Date: 27th July, 2017

Indian festivals are steeped in various multihued legends that owe their beginning to ancinet religious texts and Hindu scriptures. The same goes with the festival of Naag Panchami, which is dedicated to snake-God.

Naag Panchami is a prominent Hindu festival, which is commemorated on Panchami (Fifth) of Shukla Paksh in the Hindu month of Shravan (July – August). The propitious occasion of Naag Panchami is celebrated all across India, but observed more in rural areas.


The Farmer and the Snake
The first mythological tale associated with Naag Panchami states that one day a farmer was ploughing his field. All of a sudden, he saw an anthill at the edge of his field which he unintentionally annihilated with his tools, and hence the young snakes that were living inside were dead. When the mother of those young snakes came back, she saw the pieces of her young ones and bent on taking revenge with the farmer.

One day when the farmer was sleeping with his family the snake came and started to bite the feet of all the family members. At that time the eldest daughter of the snake was not there so the snake moved towards the neighboring village where the married daughter of farmer was living. The snake reached there, saw a young girl, and tried to bite her. Suddenly she saw that girl with folding hands prayed to the snake and request for forgiveness. The snake said sorry for killing her family, gave her daughter some nectar, and told her to sprinkle over all the dead people. The girl did the same and with this her family members came back to life.

Lord Krishna and Kaaliya Naag
As per this interesting legend, one day young Krishna was playing with his friends. Suddenly, their ball got entrapped in a tree branch. Below the tree, a terrible and enormous snake used to live so all the cowboys refused to go there. Unexpectedly, young Krishna slipped and fell into the water. The dreadful snake came up with rage to kill him, but after realizing his divine powers, the snake said sorry to Lord Krishna. Since then, the triumph of Lord Krishna over Kaaliya snake is celebrated as Naag Panchami.

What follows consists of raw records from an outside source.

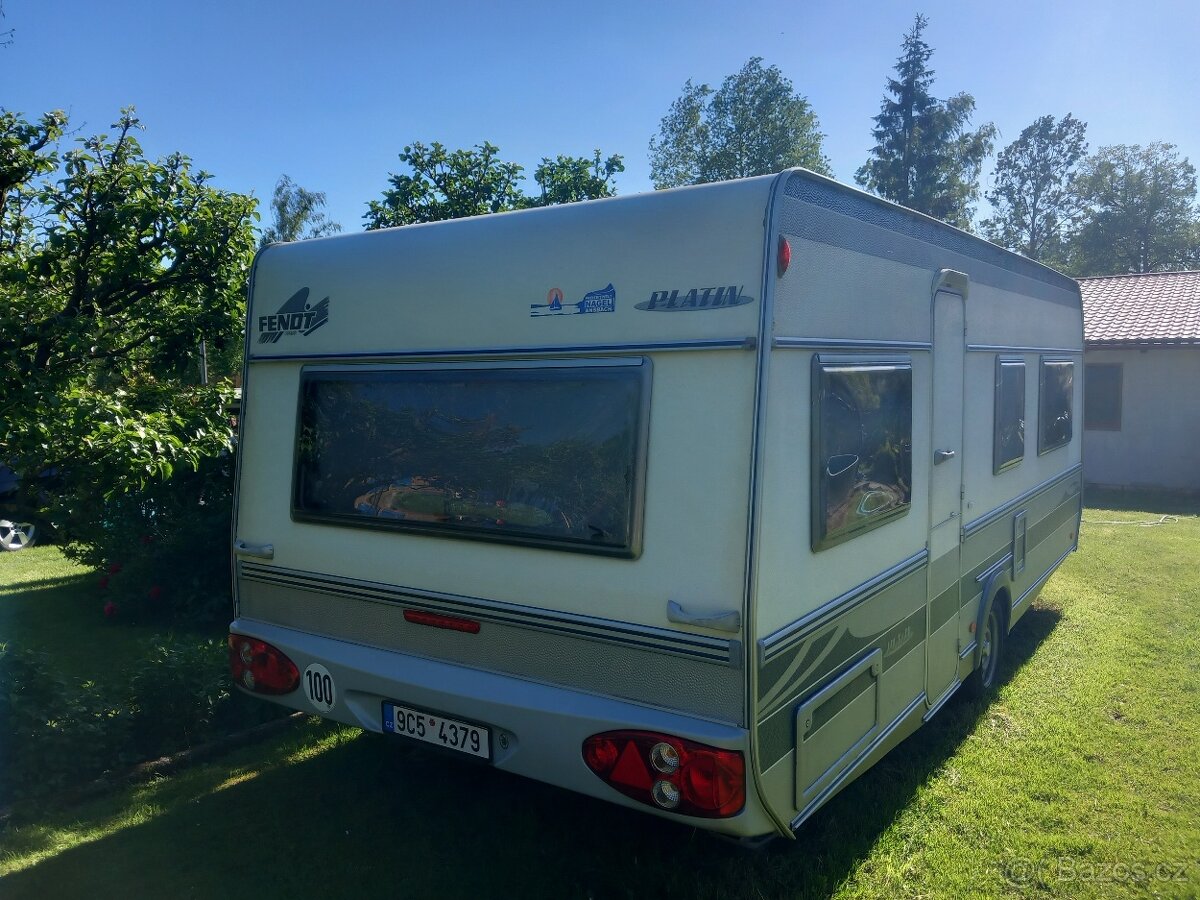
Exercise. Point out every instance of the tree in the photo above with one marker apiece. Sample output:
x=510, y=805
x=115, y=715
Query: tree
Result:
x=569, y=179
x=754, y=125
x=1139, y=211
x=925, y=155
x=295, y=214
x=113, y=268
x=1033, y=201
x=474, y=183
x=447, y=185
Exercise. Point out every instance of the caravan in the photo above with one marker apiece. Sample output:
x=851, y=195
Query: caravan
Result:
x=696, y=501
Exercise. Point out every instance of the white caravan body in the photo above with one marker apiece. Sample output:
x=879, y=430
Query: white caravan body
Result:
x=744, y=469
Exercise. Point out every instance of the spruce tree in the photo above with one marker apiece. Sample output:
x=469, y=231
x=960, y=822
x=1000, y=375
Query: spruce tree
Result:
x=925, y=155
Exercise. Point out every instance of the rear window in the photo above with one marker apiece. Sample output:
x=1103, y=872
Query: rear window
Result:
x=550, y=455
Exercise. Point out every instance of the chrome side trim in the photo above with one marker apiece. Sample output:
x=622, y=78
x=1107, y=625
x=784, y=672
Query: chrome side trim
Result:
x=1006, y=348
x=699, y=647
x=838, y=343
x=852, y=769
x=1042, y=579
x=796, y=631
x=941, y=701
x=731, y=343
x=1002, y=563
x=1006, y=508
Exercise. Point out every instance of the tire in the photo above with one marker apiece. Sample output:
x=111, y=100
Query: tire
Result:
x=984, y=679
x=17, y=535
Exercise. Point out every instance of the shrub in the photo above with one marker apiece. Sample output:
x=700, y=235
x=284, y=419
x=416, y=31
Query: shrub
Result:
x=165, y=549
x=180, y=695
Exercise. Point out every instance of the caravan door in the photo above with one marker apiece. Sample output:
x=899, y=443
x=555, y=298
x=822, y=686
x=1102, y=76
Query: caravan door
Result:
x=946, y=496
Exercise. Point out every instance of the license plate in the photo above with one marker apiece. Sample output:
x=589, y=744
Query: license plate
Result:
x=438, y=730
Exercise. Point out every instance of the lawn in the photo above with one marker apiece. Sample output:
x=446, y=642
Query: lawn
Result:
x=47, y=603
x=1080, y=779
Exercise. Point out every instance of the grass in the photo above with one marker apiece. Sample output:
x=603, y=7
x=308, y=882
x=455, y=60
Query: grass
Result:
x=1080, y=779
x=47, y=603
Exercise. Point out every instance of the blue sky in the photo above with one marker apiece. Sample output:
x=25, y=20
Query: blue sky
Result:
x=330, y=93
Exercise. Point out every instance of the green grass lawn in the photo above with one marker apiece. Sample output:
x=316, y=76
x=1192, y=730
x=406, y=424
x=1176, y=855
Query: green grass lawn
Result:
x=47, y=603
x=1080, y=779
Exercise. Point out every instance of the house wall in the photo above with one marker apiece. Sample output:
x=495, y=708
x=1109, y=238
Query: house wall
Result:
x=1158, y=443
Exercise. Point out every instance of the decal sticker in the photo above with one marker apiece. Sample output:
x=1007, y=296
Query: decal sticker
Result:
x=717, y=298
x=294, y=317
x=318, y=687
x=604, y=300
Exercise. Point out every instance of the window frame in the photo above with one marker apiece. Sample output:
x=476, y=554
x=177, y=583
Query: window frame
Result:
x=821, y=539
x=633, y=550
x=999, y=466
x=1043, y=369
x=1111, y=425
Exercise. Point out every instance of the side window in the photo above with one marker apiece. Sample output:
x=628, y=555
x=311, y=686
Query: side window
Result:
x=862, y=445
x=1055, y=413
x=1102, y=396
x=1008, y=435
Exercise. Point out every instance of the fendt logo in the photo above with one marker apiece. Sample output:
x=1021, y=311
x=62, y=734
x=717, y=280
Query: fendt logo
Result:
x=294, y=317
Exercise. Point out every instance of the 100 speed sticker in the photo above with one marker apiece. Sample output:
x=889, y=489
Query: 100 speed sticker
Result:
x=318, y=687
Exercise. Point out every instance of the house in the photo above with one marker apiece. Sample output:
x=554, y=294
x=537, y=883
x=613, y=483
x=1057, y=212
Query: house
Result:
x=1141, y=409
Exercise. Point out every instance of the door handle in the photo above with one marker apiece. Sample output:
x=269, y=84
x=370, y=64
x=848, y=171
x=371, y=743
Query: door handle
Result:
x=263, y=551
x=723, y=621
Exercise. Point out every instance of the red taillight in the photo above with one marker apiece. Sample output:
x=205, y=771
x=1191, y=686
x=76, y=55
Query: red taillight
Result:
x=670, y=773
x=437, y=621
x=785, y=256
x=259, y=667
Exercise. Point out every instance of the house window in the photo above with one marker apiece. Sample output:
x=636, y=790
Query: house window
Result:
x=1055, y=413
x=1102, y=396
x=1008, y=435
x=545, y=455
x=862, y=445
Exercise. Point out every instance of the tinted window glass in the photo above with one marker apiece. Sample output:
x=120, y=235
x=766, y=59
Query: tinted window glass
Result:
x=1102, y=396
x=547, y=455
x=1056, y=417
x=1009, y=429
x=862, y=448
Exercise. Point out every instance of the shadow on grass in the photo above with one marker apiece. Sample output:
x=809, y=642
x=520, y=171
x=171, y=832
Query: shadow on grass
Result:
x=372, y=817
x=1141, y=501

Nag Panchami Traditions and Customs

The worship places dedicated to snakes are flocked by devotees on this day. They carry turmeric powder and milk as offerings for the deity. In some parts of India, people offer rice and milk to live snakes as it is believed that giving them food could get protection from their bites.

Women also participate in this celebration; they wake up early in the morning, take bath and draw figures of snakes on the walls of the house with a mixture of milk, clay and cow dung. Then offerings are made with rice, milk, ghee, and water. Women also go to snake temples, carrying flowers and pots of milk and offer it to deity. As per mythological tales, if a snake drinks milk then it brings good luck and prosperity in life.